[英]Querying large table in postgresql
I have very slow query which causes timeout error. 我的查询速度很慢,导致超时错误。 I need all this data and sometimes even grouped by month.
我需要所有这些数据,有时甚至需要按月分组。
Requirements are that I have to display data old 4 years. 要求是我必须显示4年以前的数据。 Results are displayed in a form of grid which has pagination so it must count all this results also which is performance intensive.

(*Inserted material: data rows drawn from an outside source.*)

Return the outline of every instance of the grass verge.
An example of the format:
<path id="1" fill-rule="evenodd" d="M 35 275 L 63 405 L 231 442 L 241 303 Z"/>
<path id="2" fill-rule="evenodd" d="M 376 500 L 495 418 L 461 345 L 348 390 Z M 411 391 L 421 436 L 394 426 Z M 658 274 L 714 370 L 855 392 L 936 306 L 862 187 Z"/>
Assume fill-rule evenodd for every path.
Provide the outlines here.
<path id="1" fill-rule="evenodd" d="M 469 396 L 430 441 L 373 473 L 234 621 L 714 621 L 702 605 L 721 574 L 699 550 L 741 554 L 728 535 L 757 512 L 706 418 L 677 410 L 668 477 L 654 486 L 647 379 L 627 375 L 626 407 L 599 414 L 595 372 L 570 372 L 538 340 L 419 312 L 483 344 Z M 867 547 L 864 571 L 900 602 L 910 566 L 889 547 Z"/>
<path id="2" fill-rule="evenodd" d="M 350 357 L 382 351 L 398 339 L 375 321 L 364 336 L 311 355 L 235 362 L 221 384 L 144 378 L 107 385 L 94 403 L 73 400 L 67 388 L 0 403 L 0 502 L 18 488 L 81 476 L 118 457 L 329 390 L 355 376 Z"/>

结果以具有分页的网格形式显示,因此它也必须计算所有这些结果,这也是性能密集型的。
I was thinking about running crons which will calculate new rows so we don't have to use aggregated functions on flow, but what should I do with old data(100 millions of rows)? 我正在考虑运行可计算新行的cron,因此我们不必在流上使用聚合函数,但是对旧数据(亿行)应该怎么办?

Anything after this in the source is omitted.